A Question about Conditional Problability with a Joint PDF

Question

Please consider the problem below and my attempt to solve it.
Problem:
Consider a bivariate r.v $(X,Y)$ with joint pdf \begin{eqnarray*} f_{XY}(x,y) &=& \frac{1}{2\pi \sigma^2}e^{-(x^2+y^2)/(2\sigma^2))} \,\,\,\, -\infty < x, y < \infty\\ \end{eqnarray*} Find $P[(X,Y)| x^2 + y^2 \leq a^2 ]$.
Answer:
Let $K = \frac{1}{2\sigma^2}$. \begin{eqnarray*} f_{XY}(x,y) &=& \frac{K}{\pi}e^{-K(x^2+y^2))} \,\,\,\, -\infty < x, y < \infty \\ P( x^2 + y^2 < a^2 ) &=& \int_{-a}^{a} \int_{-\sqrt{ a^2 - y^2 } }^{ \sqrt{ a^2 - y^2 } } \frac{K}{\pi}e^{-K(x^2+y^2))} \, dy \, dx \\ P( x^2 + y^2 < a^2 ) &=& \int_{-a}^{a} \frac{-1}{\pi}e^{-K(x^2+y^2)} \Big|_{y = -\sqrt{a^2 - x^2} }^{ y = \sqrt{a^2 - x^2} } \, dx \\ P( x^2 + y^2 < a^2 ) &=& \int_{-a}^{a} \frac{-1}{\pi}e^{-K(x^2 + a^2 - x^2)} + \frac{1}{\pi}e^{-K(x^2 - (a^2 - x^2 )))} \\ P( x^2 + y^2 < a^2 ) &=& \int_{-a}^{a} \frac{e^{-K(2x^2-a^2)} - e^{-Ka^2})}{\pi} \\ \end{eqnarray*}
Based upon the group's comments I have updated my post.

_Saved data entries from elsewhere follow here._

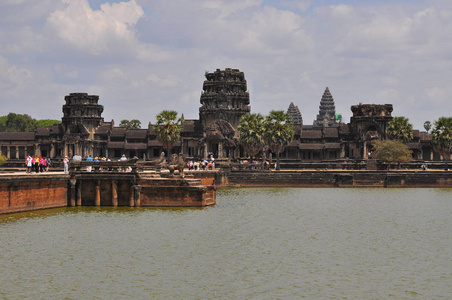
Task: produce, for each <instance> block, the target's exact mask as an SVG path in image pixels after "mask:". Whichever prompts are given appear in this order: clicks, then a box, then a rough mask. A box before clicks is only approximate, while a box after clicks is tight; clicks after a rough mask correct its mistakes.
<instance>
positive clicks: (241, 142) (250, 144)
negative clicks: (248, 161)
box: [238, 114, 265, 157]
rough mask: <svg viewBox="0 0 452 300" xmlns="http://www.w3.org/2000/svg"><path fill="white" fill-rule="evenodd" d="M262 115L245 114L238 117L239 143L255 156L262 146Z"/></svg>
mask: <svg viewBox="0 0 452 300" xmlns="http://www.w3.org/2000/svg"><path fill="white" fill-rule="evenodd" d="M264 130H265V126H264V117H263V116H262V115H261V114H245V115H243V116H242V117H241V118H240V123H239V126H238V131H239V134H240V138H239V143H240V144H241V145H242V146H243V148H244V149H245V151H246V152H247V153H248V154H249V155H250V156H251V157H255V156H256V155H257V154H258V153H259V152H260V151H261V150H262V149H263V147H264Z"/></svg>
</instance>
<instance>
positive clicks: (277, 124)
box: [264, 110, 294, 171]
mask: <svg viewBox="0 0 452 300" xmlns="http://www.w3.org/2000/svg"><path fill="white" fill-rule="evenodd" d="M293 136H294V128H293V123H292V118H291V117H290V115H289V114H288V113H285V112H284V111H282V110H272V111H271V112H270V114H269V115H268V116H267V117H266V118H265V132H264V141H265V143H266V144H267V145H268V147H269V149H270V150H271V151H272V152H274V153H275V154H276V170H277V171H279V170H280V169H281V166H280V163H279V155H280V153H281V152H282V151H283V150H284V148H285V147H286V146H287V145H288V144H289V143H290V142H291V141H292V139H293Z"/></svg>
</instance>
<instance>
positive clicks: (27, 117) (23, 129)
mask: <svg viewBox="0 0 452 300" xmlns="http://www.w3.org/2000/svg"><path fill="white" fill-rule="evenodd" d="M55 124H61V121H59V120H51V119H43V120H35V119H33V118H32V117H30V116H29V115H27V114H25V115H21V114H15V113H9V114H8V115H6V116H2V117H0V131H1V132H25V131H35V130H36V128H37V127H47V126H52V125H55Z"/></svg>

Now, I will try again using polar coordinates. Let $K = \frac{1}{2\sigma^2}$ \begin{eqnarray*} f_{XY}(x,y) &=& \frac{K}{\pi}e^{-K(x^2+y^2))} \,\,\,\, -\infty < x, y < \infty \\ P( x^2 + y^2 < a^2 ) &=& \int_{-a}^{a} \int_{-\sqrt{ a^2 - y^2 } }^{ \sqrt{ a^2 - y^2 } } \frac{K}{\pi}e^{-K(x^2+y^2))} \, dy \, dx \\ P( x^2 + y^2 < a^2 ) &=& \int_{-\pi}^{\pi} \int_{0 }^{ a } \frac{K}{\pi}e^{-K(r^2))} r \, dr \, d\theta \\ P( x^2 + y^2 < a^2 ) &=& \int_{-\pi}^{\pi} -\frac{1}{2\pi}e^ {-Kr^2 } \Big|_{r = 0}^{r = a} \, d\theta \\ P( x^2 + y^2 < a^2 ) &=& \int_{-\pi}^{\pi} -\frac{1}{2\pi}e^{-Ka^2} + \frac{1}{2\pi}e^{0} \, d\theta \\ P( x^2 + y^2 < a^2 ) &=& \int_{-\pi}^{\pi} \frac{1}{2\pi}(1 - e^{-Ka^2} ) \, d\theta \\ P( x^2 + y^2 < a^2 ) &=& 1 - e^{-Ka^2} \\ \end{eqnarray*} Now, I realize what the book is asking. So, we have: \begin{eqnarray*} P[(X,Y)| x^2 + y^2 \leq a^2 ] &=& P( x^2 + y^2 < a^2 ) \\ P[(X,Y)| x^2 + y^2 \leq a^2 ] &=& 1 - e^{-\frac{a^2}{2 \sigma^2}} \\ \end{eqnarray*} This is the answer in the back of the book. Therefore, I feel I have done it correctly. I am hoping somebody could confirm that my answer is correct.
Thanks,
Bob